The answer is clearly negative: if it were positive, we would burn extra calories with every glass of water we sip. This, of course, does not happen, because while water does not provide energy, it has no intrinsic capacity to increase the body’s metabolism, just as nerve foods such as tea and coffee do.

Drinking excessive amounts of water in the hope of slimming down may even prove to be dangerous for your health. Trying to drink more during meals, for example, “puts out the fire with which they burn food” (slows down and impairs digestion by excessively diluting digestive juices). The water, once absorbed at intestinal level, ends up in the blood, regulating its volume; if we drink too much, therefore, increases the volume of plasma and with it the blood pressure.
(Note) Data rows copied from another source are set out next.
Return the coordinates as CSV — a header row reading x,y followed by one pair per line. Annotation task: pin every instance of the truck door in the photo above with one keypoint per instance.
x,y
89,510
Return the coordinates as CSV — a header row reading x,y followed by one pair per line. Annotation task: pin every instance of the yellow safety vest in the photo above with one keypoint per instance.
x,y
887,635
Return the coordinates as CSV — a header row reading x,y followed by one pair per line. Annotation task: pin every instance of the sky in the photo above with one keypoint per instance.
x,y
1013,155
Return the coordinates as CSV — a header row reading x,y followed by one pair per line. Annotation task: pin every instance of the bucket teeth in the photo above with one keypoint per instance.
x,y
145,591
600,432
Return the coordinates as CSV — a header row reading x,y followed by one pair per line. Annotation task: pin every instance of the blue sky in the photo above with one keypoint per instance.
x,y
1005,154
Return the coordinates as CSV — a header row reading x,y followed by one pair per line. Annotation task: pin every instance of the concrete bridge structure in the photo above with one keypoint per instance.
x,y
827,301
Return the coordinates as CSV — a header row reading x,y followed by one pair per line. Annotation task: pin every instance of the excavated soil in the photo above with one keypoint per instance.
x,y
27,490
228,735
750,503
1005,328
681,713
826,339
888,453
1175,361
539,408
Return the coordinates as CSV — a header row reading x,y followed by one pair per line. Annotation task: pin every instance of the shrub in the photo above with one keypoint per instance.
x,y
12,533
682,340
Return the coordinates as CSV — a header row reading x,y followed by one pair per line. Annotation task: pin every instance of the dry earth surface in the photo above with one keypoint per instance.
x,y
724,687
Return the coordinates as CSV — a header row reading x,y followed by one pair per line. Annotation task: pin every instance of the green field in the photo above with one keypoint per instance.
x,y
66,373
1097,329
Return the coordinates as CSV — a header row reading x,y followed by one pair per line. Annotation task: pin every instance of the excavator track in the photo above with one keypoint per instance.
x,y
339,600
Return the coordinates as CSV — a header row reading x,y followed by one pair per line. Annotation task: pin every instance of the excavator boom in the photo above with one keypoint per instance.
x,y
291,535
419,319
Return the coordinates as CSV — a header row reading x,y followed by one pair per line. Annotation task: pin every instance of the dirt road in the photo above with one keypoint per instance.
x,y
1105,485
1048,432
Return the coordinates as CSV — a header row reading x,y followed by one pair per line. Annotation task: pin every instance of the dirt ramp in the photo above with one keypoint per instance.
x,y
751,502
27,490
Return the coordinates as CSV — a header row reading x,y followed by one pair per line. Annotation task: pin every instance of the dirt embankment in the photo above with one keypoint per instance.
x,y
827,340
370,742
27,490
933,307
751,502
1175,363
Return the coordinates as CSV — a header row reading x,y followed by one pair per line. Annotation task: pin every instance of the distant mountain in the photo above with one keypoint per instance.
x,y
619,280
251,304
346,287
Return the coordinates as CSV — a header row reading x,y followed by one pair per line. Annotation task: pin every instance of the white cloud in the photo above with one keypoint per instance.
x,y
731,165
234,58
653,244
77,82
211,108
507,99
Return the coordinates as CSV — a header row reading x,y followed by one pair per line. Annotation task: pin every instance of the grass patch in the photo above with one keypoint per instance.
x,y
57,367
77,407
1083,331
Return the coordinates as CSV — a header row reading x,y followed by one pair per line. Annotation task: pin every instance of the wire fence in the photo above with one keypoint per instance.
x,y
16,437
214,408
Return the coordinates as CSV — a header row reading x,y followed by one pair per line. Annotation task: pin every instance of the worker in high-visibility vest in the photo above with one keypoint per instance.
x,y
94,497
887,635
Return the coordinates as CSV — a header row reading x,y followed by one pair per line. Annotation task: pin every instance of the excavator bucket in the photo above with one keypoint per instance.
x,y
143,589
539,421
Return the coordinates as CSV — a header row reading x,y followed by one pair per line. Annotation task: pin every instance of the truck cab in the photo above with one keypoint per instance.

Finally, the excessive dilution of electrolytes, in particular sodium (people who love water that is poor in it should keep this in mind), can be very dangerous and even lethal in extreme cases.

Does Drinking Water Help you Lose Weight?
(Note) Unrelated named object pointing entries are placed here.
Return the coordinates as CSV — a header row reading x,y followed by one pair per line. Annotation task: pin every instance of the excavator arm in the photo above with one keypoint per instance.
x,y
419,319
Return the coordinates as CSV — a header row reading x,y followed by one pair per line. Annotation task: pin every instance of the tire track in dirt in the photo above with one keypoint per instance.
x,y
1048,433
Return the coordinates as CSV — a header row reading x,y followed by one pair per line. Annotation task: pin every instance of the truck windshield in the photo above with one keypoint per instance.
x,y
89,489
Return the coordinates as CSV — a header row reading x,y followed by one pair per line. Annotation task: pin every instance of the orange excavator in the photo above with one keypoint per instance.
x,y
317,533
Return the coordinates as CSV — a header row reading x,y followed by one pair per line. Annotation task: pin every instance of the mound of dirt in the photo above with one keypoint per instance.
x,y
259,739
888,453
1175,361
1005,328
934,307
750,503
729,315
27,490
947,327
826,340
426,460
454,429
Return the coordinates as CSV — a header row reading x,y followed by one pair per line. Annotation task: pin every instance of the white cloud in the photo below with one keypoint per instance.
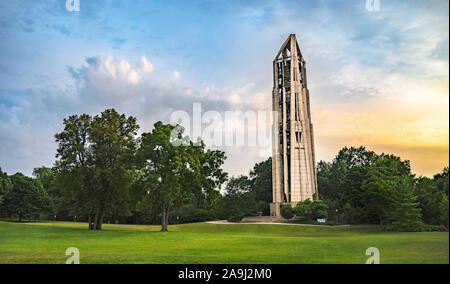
x,y
146,66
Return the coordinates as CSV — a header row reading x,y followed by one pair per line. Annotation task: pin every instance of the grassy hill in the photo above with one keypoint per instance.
x,y
211,243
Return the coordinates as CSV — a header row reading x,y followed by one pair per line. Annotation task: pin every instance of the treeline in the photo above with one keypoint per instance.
x,y
368,188
104,171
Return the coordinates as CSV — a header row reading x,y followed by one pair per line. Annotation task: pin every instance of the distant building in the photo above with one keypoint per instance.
x,y
293,162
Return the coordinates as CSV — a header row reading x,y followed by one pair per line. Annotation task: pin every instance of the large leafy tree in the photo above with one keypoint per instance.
x,y
112,138
238,199
5,185
75,174
406,216
171,168
94,164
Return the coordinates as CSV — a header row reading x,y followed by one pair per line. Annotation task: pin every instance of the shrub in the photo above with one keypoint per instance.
x,y
235,219
287,212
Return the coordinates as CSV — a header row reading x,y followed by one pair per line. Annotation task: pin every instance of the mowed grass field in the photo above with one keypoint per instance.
x,y
217,244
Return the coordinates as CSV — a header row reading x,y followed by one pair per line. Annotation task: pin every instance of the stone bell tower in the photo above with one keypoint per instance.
x,y
293,159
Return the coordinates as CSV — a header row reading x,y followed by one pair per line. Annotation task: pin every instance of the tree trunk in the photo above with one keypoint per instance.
x,y
165,218
90,220
96,220
100,219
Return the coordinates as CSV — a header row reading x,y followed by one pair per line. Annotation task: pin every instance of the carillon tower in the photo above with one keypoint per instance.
x,y
293,159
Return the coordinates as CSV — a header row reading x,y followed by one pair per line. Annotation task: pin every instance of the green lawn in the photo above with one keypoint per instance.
x,y
221,244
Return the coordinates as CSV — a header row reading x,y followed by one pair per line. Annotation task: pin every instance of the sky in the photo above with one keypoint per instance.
x,y
377,77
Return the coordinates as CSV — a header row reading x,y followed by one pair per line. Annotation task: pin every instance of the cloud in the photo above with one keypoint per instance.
x,y
146,66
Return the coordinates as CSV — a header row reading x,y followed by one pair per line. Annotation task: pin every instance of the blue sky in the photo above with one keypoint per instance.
x,y
377,78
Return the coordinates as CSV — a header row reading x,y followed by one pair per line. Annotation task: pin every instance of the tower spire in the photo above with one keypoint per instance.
x,y
293,162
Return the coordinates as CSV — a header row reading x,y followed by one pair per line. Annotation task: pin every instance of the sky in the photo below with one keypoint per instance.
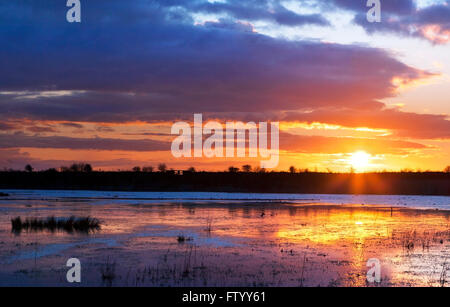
x,y
348,94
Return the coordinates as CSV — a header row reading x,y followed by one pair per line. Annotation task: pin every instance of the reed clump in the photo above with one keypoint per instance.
x,y
70,224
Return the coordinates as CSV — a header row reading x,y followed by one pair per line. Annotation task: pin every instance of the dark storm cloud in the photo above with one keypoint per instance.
x,y
20,140
405,18
145,60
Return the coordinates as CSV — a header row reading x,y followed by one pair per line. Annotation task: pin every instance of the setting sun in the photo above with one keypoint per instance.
x,y
359,160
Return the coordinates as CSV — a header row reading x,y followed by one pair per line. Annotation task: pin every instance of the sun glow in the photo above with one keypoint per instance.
x,y
360,160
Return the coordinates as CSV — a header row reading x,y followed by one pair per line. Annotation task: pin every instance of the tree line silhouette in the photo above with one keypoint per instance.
x,y
234,179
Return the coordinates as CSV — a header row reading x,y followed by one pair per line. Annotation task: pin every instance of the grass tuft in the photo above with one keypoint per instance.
x,y
71,224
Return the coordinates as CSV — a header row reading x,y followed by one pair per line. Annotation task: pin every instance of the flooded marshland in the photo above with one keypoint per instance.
x,y
210,239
In this case the answer can become positive on the basis of some considerations. Let’s see them in detail.

If water is drunk instead of alcohol, fruit juices, sweetened drinks, etc., the lower calorie intake can only help you lose weight.
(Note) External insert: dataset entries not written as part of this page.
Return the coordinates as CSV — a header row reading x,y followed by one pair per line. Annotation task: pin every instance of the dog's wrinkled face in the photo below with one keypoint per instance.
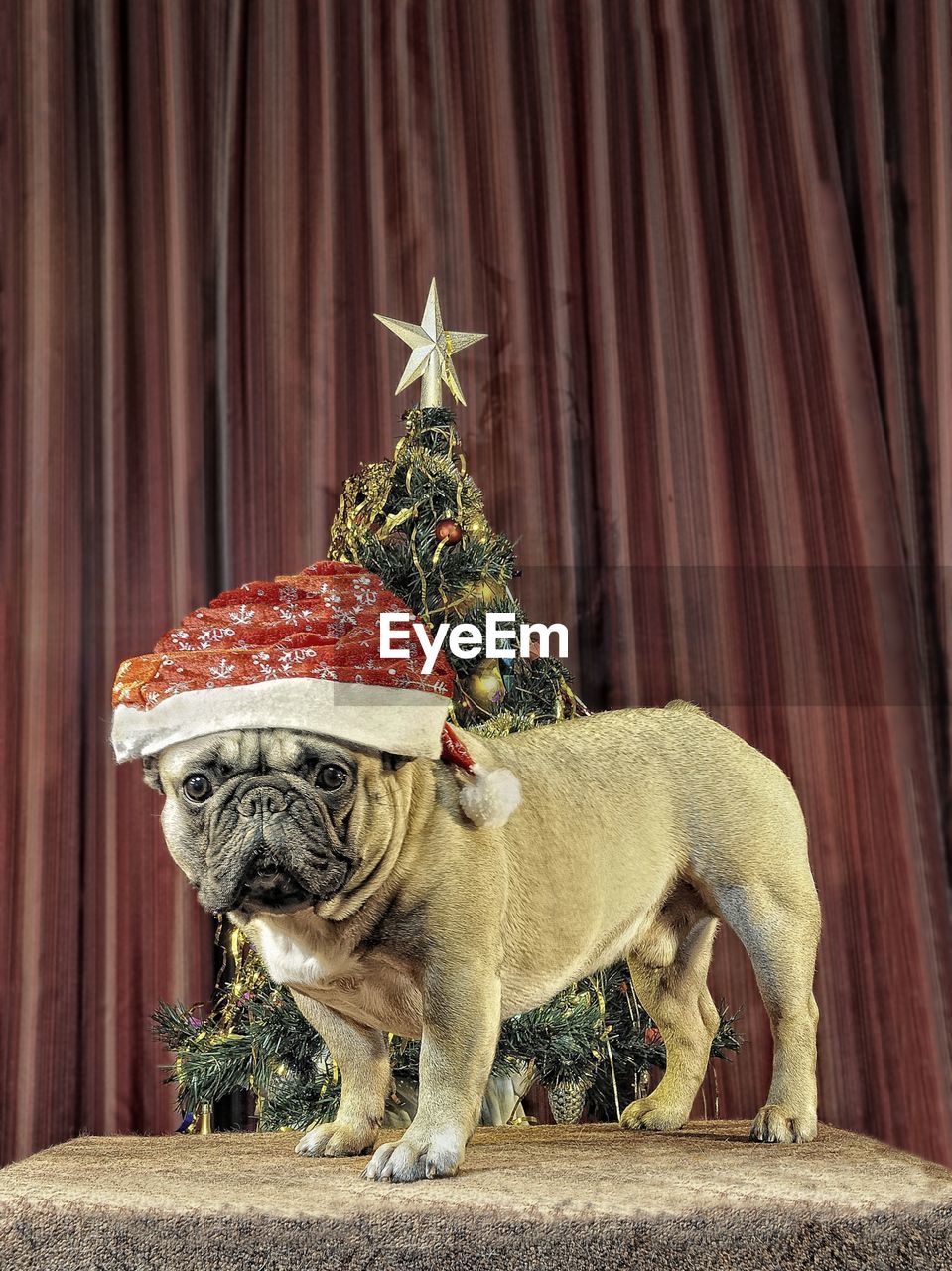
x,y
258,818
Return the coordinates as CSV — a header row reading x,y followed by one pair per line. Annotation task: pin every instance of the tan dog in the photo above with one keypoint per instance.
x,y
383,909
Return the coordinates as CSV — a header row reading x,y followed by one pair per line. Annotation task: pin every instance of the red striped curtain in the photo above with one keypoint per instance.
x,y
711,244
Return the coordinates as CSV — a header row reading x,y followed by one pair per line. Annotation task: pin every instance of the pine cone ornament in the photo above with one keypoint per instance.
x,y
567,1101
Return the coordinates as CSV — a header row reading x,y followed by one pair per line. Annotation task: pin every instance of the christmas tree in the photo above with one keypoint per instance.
x,y
418,521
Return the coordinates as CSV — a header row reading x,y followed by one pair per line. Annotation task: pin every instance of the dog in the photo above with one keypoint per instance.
x,y
367,894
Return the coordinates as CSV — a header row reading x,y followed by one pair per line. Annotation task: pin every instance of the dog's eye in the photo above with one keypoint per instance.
x,y
196,788
331,777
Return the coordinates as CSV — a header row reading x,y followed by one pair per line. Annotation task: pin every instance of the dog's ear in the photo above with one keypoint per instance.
x,y
150,773
390,763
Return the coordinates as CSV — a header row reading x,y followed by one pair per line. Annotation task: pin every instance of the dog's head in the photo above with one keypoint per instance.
x,y
272,820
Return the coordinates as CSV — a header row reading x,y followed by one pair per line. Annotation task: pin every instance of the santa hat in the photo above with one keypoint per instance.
x,y
302,652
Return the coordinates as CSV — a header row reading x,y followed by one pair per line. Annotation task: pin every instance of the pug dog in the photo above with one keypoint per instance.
x,y
383,909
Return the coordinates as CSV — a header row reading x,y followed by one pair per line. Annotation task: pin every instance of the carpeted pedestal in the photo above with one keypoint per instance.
x,y
568,1198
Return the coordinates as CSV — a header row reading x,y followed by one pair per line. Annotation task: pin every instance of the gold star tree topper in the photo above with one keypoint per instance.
x,y
432,349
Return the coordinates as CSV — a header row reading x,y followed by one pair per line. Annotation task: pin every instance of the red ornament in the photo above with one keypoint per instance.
x,y
448,531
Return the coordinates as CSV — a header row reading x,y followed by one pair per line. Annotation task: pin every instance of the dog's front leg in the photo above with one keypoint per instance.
x,y
363,1062
462,1007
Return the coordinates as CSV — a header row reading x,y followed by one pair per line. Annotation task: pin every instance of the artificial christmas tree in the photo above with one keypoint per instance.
x,y
417,522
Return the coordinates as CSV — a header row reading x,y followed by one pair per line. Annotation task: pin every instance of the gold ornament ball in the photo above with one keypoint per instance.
x,y
478,529
485,686
448,531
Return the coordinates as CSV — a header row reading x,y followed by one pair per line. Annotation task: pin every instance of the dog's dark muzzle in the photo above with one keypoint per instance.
x,y
267,886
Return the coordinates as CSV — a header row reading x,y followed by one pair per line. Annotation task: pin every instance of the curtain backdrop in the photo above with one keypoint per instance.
x,y
711,245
In people who drink very little, and there are many, it can happen that a need for water is confused with a need for food; it seems nonsense but there is a kernel of truth, since food contains a certain percentage of water (close to 80-90% in most vegetables and fresh fruit).

Drinking ice-cold water, in theory, can help you lose a few extra calories, but this is obviously a very dangerous and discouraged practice.

Drinking one or two glasses of water before meals helps to stimulate the sense of satiety by reducing the amount of food ingested.

Does Drinking a Little Fattening?

Even in this case there may be some truth in it. We know, for example, that adipose tissue is very poor in water, which abounds in muscle tissue; it is not by chance that obese people have a lower percentage of body water than thin ones. Also the synthesis of glycogen, unlike lipogenesis, requires considerable quantities of water, since every gram of this polysaccharide binds to itself almost 3 grams.

In athletes engaged in endurance sports, water deficiency promotes muscle catabolism, with an inevitable decrease in metabolism (cortisol, the stress hormone, has antidiuretic activity and its secretion increases in water deficiency; drink water to lose weight app can help you with this.

A correct intake of water, moreover, favors the elimination of toxins from the body, which by virtue of their lipophilicity tend to accumulate in the adipose tissue. An excess of toxins in the circulation due to reduced water intake, could therefore have a fattening effect, as well as decidedly unhealthy.

Even if our body has extremely effective mechanisms to regulate water loss as it enters, drinking in the right quantities is very important. Rather than doing it in the hope of losing weight, therefore, it makes more sense to drink to feel good and avoid all the unpleasant consequences of dehydration.